Hello Reality and all that is True
When Oxymoron was defined it was just for you
Posted 27 October 2012 - 09:48 AM
There's been some personal attacks, bickering and pretty base language in the last couple of pages,
I have cleaned most of this up.
Please remain on topic and discuss the issue in a civil manner.
"I warn you, whoever you are, oh you who wish to probe the arcanes of nature, if you do not find within yourself that which you seek, neither shall you find it outside.
If you ignore the excellencies of your own house, how do you intend to find other excellencies?
In you is hidden the treasure of treasures, Oh man, know thyself and you shall know the Universe and the Gods."
Just to follow through with a quick update on the situation about this guy (my object of affection). He never did call, but I have managed to get a little closer to him. He at least speaks to me now and doesn't act aggravated or annoyed but actually smiles and is quite warm even from his distance. I peep that he is much like myself: he's not necessarily shy but more than likely has a lot of trust issues and takes a while to warm up to strangers. I think he is kinda scared, has been curious about being with the same sex, but is scared, confused, and ashamed of it. I have been all of these things, which is why I pretty much know it when I see it. I think he cares a lot about image. So all in all, he probably has a lot of walls up that are going to take some time to break through. Any guy who wants to get at him is just going to be a patient and caring guy. I won't say I'm the man for the job, but I am at least going to give it a try, as he has virtually forced me to break out of my own box!
I have managed to have a conversation with him, find out his hobbies and things about his life. The other day, I happened to wind up on the same lunch break as him, so before he clocked out I asked him if he was going to get something to eat... I rode to McDonald's with him (I already had my lunch, I just wanted a chance to talk to him, of course). Although we don't have the same hobbies/interests in common, personality wise we are actually very much alike. He's also a church boy who's never drank or smoked anything... We stopped at the gas station and I pumped his gas while he went in to pay. It was a very small, seemingly insignificant gesture, of course, but i guess I'm going to keep doing little things like telling him to be careful on the road, maybe throw a snack his way or something, just little things to let him know that I care about him, until he warms up more and we possibly graduate to bigger things. I'm not getting my hopes up too high but just trying to stay positive. I did manage to get his number but I'm waiting for the right time to call him.
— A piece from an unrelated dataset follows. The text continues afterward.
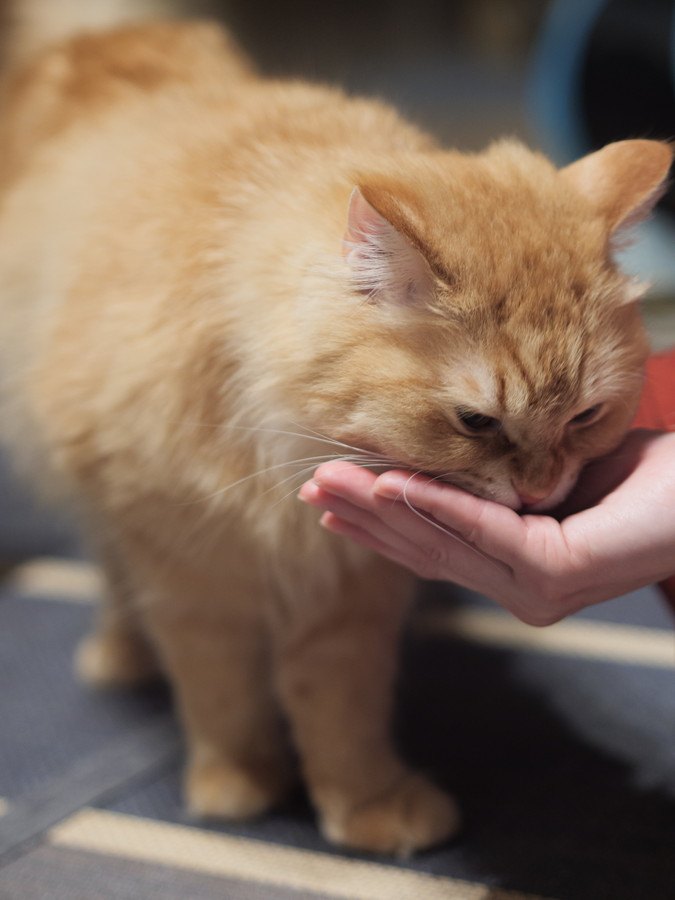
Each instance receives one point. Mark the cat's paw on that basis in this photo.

So, I texted him today today for the first time (during the convo I was having a borderline panic attack!---actually had to lie down), and this is the conversation verbatim:
ME: "Hey, did you make it home safe???" (he had a problem starting his car as we were leaving work today)
HIM: "Yea I did, thanks bro did you?"
ME: "That's good! Yessir I did. Thank you"
ME: "Is it ok if I holler at you at some point? I dont really get a chance2 speak 2U at work. But doesnt have2 be now. I mean when you get the chance?"
HIM: "Yea its cool"
ME: "Just let me know when ok"
Do you think he knows what I want to speak to him about? Do you think I should tell him how I feel, even though we're technically not even friends yet? I have been trying to be patient and take the "friends first, even if nothing else becomes of it" route, as not to scare him off. But this is really driving me crazy. I think about him 24/7 (between going on with normal life and thinking and doing other things of course). But I feel the need to get this off of my chest once and for all. What should I say??